Steps for finding the standard deviation of a dataset
- Find the mean of the dataset
- Find the difference of each value from the mean - these are the ‘deviations’, often labelled as ‘d’ values
- Square each deviation - this gives the ‘d2’ values
- Find the mean of these squared deviations - this number is the ‘mean squared deviation’, better known as the variance.
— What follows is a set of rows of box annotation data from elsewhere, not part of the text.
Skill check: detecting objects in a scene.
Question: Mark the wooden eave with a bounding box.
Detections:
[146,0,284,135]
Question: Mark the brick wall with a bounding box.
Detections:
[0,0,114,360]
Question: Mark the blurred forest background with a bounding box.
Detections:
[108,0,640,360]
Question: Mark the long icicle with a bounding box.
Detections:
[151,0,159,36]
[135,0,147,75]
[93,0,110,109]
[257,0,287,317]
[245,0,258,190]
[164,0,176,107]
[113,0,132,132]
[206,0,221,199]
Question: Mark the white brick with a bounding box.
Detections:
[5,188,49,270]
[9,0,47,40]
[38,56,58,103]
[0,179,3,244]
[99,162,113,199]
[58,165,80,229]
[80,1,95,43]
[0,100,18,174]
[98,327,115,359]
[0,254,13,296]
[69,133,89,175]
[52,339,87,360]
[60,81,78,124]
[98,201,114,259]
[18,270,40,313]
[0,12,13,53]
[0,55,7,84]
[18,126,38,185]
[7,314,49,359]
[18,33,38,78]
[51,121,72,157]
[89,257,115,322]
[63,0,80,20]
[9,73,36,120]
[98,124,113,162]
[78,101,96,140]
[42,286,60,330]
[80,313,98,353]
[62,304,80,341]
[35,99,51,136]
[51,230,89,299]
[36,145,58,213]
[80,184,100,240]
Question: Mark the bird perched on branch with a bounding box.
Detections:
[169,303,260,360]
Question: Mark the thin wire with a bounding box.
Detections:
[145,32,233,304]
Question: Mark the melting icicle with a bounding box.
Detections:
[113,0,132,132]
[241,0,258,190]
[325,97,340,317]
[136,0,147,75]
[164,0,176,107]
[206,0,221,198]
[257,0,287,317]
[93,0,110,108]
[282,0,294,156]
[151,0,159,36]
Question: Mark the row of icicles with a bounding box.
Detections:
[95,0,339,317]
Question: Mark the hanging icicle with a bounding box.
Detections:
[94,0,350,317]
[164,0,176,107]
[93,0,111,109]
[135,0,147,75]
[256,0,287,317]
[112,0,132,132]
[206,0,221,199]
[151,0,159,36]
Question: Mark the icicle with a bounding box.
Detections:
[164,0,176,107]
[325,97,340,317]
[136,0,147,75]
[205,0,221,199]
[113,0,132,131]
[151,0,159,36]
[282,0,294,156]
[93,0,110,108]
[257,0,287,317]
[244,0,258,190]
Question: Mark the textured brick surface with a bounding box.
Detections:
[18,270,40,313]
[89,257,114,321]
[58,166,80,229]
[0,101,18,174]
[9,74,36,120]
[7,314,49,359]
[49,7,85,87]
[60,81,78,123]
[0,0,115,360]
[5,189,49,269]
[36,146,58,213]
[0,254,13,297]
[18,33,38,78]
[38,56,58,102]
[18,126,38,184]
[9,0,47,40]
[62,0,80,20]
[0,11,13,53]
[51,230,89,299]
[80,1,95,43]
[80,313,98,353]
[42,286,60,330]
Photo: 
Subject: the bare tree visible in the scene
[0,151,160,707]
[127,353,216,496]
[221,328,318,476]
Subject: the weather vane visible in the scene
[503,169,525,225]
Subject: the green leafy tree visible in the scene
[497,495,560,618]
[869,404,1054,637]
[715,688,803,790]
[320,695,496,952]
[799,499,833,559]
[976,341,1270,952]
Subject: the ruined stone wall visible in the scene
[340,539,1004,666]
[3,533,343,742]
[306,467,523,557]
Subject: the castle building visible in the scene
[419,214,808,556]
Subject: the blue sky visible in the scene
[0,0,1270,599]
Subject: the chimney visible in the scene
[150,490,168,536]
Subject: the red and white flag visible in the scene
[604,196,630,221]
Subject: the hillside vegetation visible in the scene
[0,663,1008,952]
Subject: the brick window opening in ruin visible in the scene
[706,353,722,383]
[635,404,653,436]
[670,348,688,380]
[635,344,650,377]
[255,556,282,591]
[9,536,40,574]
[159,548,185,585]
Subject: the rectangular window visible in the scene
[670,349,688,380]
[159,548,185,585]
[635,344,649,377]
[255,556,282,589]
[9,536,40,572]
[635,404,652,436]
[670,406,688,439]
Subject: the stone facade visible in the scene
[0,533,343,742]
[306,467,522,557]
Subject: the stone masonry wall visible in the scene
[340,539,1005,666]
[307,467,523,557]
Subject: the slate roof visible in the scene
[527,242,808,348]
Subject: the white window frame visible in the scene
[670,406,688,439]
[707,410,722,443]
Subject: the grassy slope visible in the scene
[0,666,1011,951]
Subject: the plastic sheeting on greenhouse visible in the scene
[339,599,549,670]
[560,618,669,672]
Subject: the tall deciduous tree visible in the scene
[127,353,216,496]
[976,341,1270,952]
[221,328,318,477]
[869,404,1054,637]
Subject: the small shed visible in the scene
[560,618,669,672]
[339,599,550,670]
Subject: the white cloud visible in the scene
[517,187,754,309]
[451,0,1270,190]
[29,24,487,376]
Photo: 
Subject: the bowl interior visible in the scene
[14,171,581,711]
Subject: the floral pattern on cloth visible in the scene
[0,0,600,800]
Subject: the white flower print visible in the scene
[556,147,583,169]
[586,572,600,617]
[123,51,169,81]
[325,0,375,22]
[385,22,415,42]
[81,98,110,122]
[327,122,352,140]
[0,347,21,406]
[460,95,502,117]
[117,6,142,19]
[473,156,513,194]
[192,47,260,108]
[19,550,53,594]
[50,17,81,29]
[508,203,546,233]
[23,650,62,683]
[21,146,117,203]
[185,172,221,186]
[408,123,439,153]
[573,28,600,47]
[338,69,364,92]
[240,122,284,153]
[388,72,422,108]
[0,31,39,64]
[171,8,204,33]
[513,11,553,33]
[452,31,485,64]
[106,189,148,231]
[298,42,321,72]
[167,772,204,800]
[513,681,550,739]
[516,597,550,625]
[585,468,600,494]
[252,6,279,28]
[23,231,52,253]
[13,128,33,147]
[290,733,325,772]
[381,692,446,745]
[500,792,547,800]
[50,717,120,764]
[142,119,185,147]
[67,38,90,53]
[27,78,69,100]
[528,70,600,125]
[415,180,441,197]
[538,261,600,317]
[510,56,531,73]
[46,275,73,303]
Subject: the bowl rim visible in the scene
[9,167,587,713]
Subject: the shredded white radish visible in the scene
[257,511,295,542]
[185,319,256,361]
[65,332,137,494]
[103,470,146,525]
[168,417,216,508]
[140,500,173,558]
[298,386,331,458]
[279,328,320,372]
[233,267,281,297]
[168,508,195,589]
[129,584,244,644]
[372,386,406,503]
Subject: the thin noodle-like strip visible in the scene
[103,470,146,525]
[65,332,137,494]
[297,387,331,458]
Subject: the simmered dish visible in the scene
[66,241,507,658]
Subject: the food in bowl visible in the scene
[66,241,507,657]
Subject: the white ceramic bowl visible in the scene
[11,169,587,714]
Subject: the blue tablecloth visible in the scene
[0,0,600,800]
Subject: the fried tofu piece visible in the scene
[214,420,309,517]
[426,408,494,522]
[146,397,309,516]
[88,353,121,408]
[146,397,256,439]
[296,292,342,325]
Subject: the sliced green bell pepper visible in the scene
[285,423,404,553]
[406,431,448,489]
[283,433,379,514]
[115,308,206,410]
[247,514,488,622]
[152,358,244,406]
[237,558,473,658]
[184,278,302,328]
If your data represent a sample of a potentially larger dataset, find the mean by dividing by ‘n - 1’, where ‘n’ is the number of data points
- Find the square root of the variance to get the ‘root mean squared deviation'; that is, the standard deviation
Standard deviation is often represented by ‘SD’ or ‘σ’
Normal distribution
A graph of a dataset that has a normal distribution produces a symmetrical bell-shaped curve.
For data that is normally distributed:
- 68.26% of the values lie within 1 standard deviation of the mean
- 95% of the values lie within 1.96 standard deviations of the mean
- 95.44% of the values lie within 2 standard deviations of the mean
- 99.73% of the values lie within 3 standard deviations of the mean
Hints:
- If the standard deviation of a dataset is 0.5, and the mean of the dataset is 20, you could say that 99.73% of the data points will lie within 3 standard deviations (3 × 0.5) of the mean (20). In this case that would be:
3 × 0.5 = 1.5
20 + 1.5 = 21.5
20 − 1.5 = 18.5
So in this case, 99.73% of the values lie between 18.5 and 21.5.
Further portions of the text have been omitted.